Ausblick: Was auf Unternehmen zukommt
Die Umsetzung der Transparenzrichtlinie im Juni wird zum Härtetest für die Personalstrategien. Unternehmen müssen ihre Gehaltsstrukturen professionalisieren und Bewerbungsgespräche neu justieren – die Frage nach dem vorherigen Gehalt ist tabu.
In der Industrie bleibt die Macht der traditionellen Gewerkschaften ungebrochen. Bei den letzten Betriebsratswahlen holte die IG Metall in Berlin, Brandenburg und Sachsen rund 80 Prozent aller Mandate.

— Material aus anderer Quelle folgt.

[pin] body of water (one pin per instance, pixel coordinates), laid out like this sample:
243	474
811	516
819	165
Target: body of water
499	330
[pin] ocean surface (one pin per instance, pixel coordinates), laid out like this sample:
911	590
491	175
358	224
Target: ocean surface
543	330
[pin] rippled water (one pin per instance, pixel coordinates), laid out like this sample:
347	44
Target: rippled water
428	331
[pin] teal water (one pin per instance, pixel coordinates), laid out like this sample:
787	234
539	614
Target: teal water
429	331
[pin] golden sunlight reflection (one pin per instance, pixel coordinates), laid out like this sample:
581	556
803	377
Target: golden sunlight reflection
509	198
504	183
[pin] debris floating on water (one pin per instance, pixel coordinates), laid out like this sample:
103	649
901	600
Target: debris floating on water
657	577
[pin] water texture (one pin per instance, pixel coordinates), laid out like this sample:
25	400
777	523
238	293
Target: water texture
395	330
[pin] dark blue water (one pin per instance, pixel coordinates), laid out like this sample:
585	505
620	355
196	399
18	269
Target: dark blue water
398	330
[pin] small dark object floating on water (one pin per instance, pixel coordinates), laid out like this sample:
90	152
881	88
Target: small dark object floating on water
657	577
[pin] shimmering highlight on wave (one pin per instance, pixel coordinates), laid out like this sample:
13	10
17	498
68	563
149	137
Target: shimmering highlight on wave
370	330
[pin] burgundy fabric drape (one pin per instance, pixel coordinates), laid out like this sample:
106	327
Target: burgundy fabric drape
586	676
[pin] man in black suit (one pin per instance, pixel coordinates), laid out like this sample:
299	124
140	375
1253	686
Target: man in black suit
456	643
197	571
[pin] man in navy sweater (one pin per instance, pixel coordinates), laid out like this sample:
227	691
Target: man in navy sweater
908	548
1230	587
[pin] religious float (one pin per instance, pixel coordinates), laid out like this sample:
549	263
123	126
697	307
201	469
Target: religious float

Gleichzeitig entsteht eine neue Lücke: Mehr als die Hälfte der Unternehmen nutzt bereits generative KI – aber nur 27 Prozent haben die nötigen Schulungsprogramme umgesetzt. Für Manager wird die Quadratur des Kreises zur täglichen Herausforderung: Rechtssicherheit, Digitalisierung und sich wandelnde Arbeitsbeziehungen unter einen Hut zu bringen.